The Ruskin Galleries was a private art gallery located in what is now Chamberlain Square in Birmingham, England between 1925 and 1940. It provided a venue for the exhibition of modern art at a time when Birmingham's other major artistic institutions were marked by a high degree of artistic conservativism.

Birmingham had been at the forefront of the emergence of several radical art movements in the 19th century, but during the early 20th century the city was largely resistant to emergining modernist trends in the visual arts. In 1917 the Royal Birmingham Society of Artists hosted an exhibition of Post-Impressionist works curated by Roger Fry, but it met a hostile reception, with a review in the Birmingham Post condemning its works for their "puerile insanities" and "the unbelievable squalor of their production". An editorial in the Birmingham Post in 1925 asked "Why is it that Birmingham has ceased to count as an important centre of Art?", criticising the RBSA as being controlled by "a small group of men who have arrogated to themselves the responsibility for deciding what is and isn't art ... entirely out of sympathy with modern movements .... having stood still for at least twenty years"

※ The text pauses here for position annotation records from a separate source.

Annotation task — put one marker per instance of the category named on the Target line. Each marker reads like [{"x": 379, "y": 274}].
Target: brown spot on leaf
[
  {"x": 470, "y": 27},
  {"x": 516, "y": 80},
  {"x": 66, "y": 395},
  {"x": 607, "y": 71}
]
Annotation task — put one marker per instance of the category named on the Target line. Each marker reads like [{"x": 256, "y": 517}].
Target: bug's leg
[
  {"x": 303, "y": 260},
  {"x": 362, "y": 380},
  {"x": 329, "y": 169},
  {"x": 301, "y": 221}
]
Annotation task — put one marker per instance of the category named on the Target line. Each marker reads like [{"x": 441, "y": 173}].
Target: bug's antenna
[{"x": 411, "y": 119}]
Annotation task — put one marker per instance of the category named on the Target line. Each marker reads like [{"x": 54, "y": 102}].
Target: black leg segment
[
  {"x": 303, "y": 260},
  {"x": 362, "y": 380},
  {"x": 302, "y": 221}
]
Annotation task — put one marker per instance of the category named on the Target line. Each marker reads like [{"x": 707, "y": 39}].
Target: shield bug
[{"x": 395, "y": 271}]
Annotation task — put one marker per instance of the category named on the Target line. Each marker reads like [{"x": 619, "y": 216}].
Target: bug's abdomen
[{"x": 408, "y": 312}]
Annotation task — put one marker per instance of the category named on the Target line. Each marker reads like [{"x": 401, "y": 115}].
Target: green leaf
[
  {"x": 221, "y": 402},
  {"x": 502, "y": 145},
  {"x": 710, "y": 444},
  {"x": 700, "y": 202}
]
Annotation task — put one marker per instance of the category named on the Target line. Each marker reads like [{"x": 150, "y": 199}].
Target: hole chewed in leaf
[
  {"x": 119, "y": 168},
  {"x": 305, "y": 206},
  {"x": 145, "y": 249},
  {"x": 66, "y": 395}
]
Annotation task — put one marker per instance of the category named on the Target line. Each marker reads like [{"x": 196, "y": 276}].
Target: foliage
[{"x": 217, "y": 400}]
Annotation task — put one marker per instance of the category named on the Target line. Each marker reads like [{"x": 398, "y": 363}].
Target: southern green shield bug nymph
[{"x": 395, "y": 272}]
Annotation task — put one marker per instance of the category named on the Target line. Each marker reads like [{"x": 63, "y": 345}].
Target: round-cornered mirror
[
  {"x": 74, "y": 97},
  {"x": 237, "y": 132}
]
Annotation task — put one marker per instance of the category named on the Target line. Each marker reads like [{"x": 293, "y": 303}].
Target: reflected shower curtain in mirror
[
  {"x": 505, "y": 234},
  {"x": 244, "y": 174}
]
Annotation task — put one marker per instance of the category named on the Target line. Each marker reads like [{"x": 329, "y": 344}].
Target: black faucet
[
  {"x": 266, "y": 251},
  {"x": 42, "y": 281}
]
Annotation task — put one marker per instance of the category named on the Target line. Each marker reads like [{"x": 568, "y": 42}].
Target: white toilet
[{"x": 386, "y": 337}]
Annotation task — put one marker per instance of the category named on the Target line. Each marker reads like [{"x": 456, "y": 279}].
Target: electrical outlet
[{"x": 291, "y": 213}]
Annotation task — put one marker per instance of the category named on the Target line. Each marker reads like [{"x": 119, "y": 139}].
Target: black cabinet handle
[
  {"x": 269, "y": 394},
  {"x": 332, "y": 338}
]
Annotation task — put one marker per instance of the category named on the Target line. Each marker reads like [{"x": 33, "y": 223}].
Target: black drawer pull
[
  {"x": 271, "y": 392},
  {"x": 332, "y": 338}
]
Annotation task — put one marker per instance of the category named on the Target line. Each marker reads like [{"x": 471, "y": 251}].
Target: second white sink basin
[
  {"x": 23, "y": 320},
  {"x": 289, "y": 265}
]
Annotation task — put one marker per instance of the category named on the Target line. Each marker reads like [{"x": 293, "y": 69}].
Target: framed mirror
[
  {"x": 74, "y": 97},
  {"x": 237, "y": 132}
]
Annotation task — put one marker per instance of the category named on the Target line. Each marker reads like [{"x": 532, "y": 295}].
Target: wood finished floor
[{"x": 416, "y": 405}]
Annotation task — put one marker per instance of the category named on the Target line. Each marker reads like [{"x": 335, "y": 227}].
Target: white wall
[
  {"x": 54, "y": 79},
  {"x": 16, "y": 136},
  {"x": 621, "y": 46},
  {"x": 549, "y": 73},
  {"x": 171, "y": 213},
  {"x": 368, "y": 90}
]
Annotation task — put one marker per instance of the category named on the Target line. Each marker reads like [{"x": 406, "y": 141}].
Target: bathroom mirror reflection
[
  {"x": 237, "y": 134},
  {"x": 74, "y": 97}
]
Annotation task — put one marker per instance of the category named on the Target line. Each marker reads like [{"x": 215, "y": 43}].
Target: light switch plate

The Ruskin Galleries were opened by John Gibbins in 1925 and exhibited work both by local artists and by artists from the international avant-garde. One of the first exhibitions put on by the gallery included works by Matisse, Bonnard and Vlaminck. In 1928 it hosted a nationally groundbreaking exhibition of contemporary Russian artists, featuring 70 paintings by 15 artists including Filipp Malyavin, Konstantin Korovin, Natalia Goncharova, Mikhail Larionov.

During the 1920s and 1930s it provided a venue for the local Artist-Craftsmen Group, which evolved into the Modern Group, providing an outlet for the emergence of progressive Birmingham artists such as the sculptors Gordon Herickx and Alan Bridgwater. The galleries hosted a one-man show by Joseph Southall in 1927.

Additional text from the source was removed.